Snapshots

Auckland City Industrial Market Snapshot Q1 2019

Demand continues to outstrip supply, keeping vacancies in the Auckland Industrial sector to a minimum.

August 08, 2019

Demand

Demand continues to outstrip supply, keeping vacancies in the Auckland Industrial sector to a minimum.  Available space remains highly sought after by occupiers, resulting in a continued downward pressure on vacancy rates. After reaching 1.7% in 2H18, it was evident that tenants were struggling to enter into leases for premium or larger properties. This is forecast to persist through 2019, with a slowdown in development activity.

Supply

Although the number of new projects entering the pipeline has declined, there remains a significant amount of development currently underway.
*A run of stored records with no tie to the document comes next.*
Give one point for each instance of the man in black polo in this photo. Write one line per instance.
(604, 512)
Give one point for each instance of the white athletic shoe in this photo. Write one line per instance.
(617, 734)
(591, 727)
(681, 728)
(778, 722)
Within the Auckland City Precinct this includes the construction of five warehouse units at 32-38 Patiki Road and is forecast to deliver some much needed ~10,400 sqm of industrial space by 2H19.

Key reasons behind the dampened supply response include inflated land values and rising construction costs. While demand for new stock remains consistently strong, we believe these restrictions will continue to cap new supply going forward, resulting in stable vacancy levels.

Asset Performance

Rents continued to rise in 1Q19, following low vacancy levels and ongoing occupier demand. Last quarter we saw prime industrial rents rise by 2.53% to $162 psm (blended rate), with secondary rentals remaining static at $132 psm (blended rate) over the same period. Incentive levels remained minimal.

Auckland Industrial yields in 1Q19 were unchanged from 4Q18 at 5.38% for prime investments and 6.50% for secondary properties. Expectations are that they will remain at the same levels throughout 2019. Investor interest remains focused on quality and tenanted stock.